Identification of metastasis-associated proteins in a human tumor metastasis model using the mass-mapping technique

For most cancer cell types, the acquisition of metastatic ability leads to clinically incurable disease. The identification of molecules whose expression is specifically correlated with the metastatic spread of cancer would facilitate the design of therapeutic interventions to inhibit this lethal process. In order to facilitate metastasis gene discovery we have previously characterized a pair of monoclonal cell lines from the human breast carcinoma cell line MDA-MB-435 that have different metastatic phenotypes in immune-compromised mice. In this study, serum-free conditioned media was collected from the cultured monoclonal cell lines and a mass mapping technique was applied in order to profile a component of each cell line proteome. We utilized chromatofocusing in the first dimension to obtain a high resolution separation based on protein pI, and nonporous silica reverse-phase high performance liquid chromatography was used for the second dimension. Selected proteins were identified on the basis of electrospray ionization time of flight mass spectrometry (ESI-TOF MS) intact protein mapping and matrix-assisted laser desorption/ionization time of flight mass spectrometry (MALDI-TOF MS) peptide mass fingerprinting. Using this approach we were able to map over 400 proteins and plot them as a 2-D map of pI versus accurate M(r).
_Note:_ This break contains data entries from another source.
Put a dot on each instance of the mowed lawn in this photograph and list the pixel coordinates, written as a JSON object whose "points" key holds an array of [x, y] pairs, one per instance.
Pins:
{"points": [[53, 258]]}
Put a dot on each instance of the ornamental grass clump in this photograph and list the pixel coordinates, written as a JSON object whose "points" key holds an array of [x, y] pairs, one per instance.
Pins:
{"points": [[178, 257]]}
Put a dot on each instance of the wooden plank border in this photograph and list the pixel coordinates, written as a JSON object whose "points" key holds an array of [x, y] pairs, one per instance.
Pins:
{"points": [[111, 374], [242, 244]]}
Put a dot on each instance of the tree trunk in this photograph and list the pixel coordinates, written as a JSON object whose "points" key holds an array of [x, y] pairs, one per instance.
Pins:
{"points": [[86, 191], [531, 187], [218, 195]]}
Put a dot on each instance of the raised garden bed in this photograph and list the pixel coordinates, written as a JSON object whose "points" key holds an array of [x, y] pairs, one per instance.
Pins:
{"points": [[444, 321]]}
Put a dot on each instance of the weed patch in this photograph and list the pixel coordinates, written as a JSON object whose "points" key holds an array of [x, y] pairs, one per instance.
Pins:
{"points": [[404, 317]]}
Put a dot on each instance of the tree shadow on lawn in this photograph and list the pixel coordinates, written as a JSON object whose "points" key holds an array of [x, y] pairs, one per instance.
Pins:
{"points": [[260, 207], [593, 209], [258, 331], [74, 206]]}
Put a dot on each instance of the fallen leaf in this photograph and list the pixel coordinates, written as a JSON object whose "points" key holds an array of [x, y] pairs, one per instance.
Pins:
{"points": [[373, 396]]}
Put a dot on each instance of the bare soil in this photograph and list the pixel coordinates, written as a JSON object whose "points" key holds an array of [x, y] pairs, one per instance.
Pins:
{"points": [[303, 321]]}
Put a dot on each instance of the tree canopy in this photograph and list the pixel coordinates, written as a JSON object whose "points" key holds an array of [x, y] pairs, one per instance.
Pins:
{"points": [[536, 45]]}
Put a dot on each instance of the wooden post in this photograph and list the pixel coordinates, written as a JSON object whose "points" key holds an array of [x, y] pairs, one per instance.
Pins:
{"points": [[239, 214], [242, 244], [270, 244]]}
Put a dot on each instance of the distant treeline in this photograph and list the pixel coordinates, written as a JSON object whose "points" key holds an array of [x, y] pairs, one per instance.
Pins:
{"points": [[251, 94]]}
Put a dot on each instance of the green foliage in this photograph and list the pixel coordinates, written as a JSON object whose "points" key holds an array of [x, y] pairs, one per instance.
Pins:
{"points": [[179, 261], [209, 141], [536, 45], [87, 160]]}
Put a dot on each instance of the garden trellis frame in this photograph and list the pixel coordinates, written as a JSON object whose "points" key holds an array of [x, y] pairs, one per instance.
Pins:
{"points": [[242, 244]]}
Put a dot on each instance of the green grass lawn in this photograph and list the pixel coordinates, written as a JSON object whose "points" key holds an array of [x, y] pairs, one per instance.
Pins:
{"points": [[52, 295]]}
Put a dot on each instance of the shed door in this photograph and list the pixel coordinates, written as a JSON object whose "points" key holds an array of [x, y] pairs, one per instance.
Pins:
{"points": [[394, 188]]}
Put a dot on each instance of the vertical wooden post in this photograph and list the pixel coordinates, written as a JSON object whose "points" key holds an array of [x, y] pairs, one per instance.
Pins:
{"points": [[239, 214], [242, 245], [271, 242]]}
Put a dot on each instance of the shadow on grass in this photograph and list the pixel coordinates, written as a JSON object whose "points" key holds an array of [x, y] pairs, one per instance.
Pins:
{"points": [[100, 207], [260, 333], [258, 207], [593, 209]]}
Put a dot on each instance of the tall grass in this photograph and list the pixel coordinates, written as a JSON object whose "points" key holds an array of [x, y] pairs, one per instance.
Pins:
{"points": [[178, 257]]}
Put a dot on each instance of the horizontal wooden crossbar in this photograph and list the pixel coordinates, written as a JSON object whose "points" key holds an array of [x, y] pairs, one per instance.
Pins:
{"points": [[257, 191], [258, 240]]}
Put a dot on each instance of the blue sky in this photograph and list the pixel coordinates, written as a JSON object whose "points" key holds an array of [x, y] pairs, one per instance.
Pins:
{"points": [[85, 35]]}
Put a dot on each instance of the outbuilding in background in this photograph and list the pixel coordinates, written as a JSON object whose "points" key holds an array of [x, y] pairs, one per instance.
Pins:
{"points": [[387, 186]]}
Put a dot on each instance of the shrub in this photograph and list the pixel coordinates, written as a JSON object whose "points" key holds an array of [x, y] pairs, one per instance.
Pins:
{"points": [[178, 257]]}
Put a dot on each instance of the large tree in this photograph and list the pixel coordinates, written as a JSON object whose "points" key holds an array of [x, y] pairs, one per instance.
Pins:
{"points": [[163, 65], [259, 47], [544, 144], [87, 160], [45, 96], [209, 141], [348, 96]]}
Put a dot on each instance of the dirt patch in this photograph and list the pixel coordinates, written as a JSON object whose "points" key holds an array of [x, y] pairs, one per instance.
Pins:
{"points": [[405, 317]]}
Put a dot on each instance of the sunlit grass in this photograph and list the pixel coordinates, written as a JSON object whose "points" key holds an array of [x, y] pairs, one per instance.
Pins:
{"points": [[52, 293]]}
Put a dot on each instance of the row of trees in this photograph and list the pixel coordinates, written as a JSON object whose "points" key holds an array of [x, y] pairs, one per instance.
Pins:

This was performed over a pI range of 4.0-6.2, and a mass range of 6-80 kDa. ESI-TOF MS data and further analysis using MALDI-TOF MS confirmed and identified 27 differentially expressed proteins. Proteins associated with the metastatic phenotype included osteopontin and extracellular matrix protein 1, whereas the matrix metalloproteinase-1 and annexin 1 proteins were associated with the non-metastatic phenotype. These findings demonstrate that the mass mapping technique is a powerful tool for the detection and identification of proteins in complex biological samples and which are specifically associated with a cellular phenotype.